Сознание я не потерял, мозг не отключился, но толку от этого было мало, а радости еще меньше. Мое бедное тело мгновенно скрутили шелковыми веревками, превратив в такой своеобразный кокон бабочки — шелкопряда. В итоге получилась куколка переросток, дрыгающая ногами. Рот залепили какой-то гадостью, со вкусом молока, чтобы не матерился, и потащили по коридорам. Ощущал я себя в данный момент беспомощным мешком с дерьмом.
Болело все, казалось, даже кончики волос на голове вопили от страдания, связанные руки уже ничего не чувствовали — затекли, жестко сдавленные путами. Нос и глаза залепило плесенью с пола, отчего орган обоняния с трудом вдыхал воздух, а зрения различал только оттенки красного, сквозь сомкнутые веки.
Если кто-то тебе расскажет, что в тот момент, когда, волокут по земле, главный герой обдумывает план побега и страшной мести коварным похитителям — не верь. Тебе врут. Он не о чем не можешь думать, кроме того, что ему жутко больно, и что очень хочется, чтобы все скорее прекратилось. Ну а больше всего сдохнуть хочется.
Поэтому, когда меня наконец притащили в конечную точку, мыслей: «Что делать дальше», у меня не было. Вылитое на голову ведро воды, позволило проморгаться наконец, и рассмотреть куда меня в очередной раз занесла судьба.
Такого убожества даже представить себе невозможно. Посередине огромной пещеры, раскинут шатер. Но настолько убогий, что моментально появляется желание отгрызть руки строителю, сотворившему подобное непотребство. Грязная, когда-то видимо белая ткань, натянута на кривое основание, выглядела половой тряпкой, брошенной неряшливой хозяйкой на забор, и там засохшей серой заскорузлой кляксой. Если это дворец Фаршира, тудыт его в качель, то у нас бомжи лучше живут.
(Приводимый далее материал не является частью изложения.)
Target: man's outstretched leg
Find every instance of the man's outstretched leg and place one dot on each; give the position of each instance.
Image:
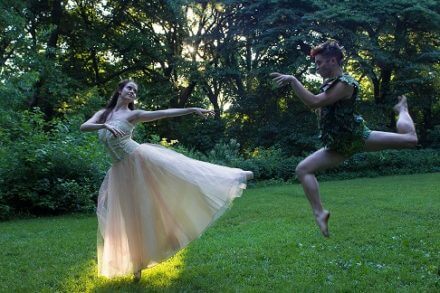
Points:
(405, 137)
(305, 171)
Но это только первое, что бросается в глаза. Основное, это мусор, который ровным слоем покрывает всю поверхность земли, в перемешку со мхом и плесенью. Как они тут не передохли еще от какой-нибудь инфекции за несколько веков существования в антисанитарии, непонятно. Но самое противное, что в этом мусоре валялся и я сам.
Что еще? Конечно же обитатели этого похабного места. Племя дикарей, больше никак не назовешь. Все голые, только, что достоинства свои под набедренными повязками спрятали, на головах парики из веревок, таких же, какими меня связали, длинные до плеч карикатуры на волосы, на концах высушенные уши привязаны. Из оружия ножи и короткие копья. Я, конечно, не большой знаток орудий убийства, но вроде у нас такие пилумами называются, ну это те, которыми древние римляне во врага кидались.
Ну и конечно же главное лицо, управляющее всем этим сбродом — Фаршир. Здоровый дядька, тут ничего не скажешь. И ростом, и статью удался. Отвисшие щеки и огромный живот входили в полный диссонанс с перекаченными мышцами рук и тонюсенькими короткими ногами, какая-то убогая пародия на Шварценеггера.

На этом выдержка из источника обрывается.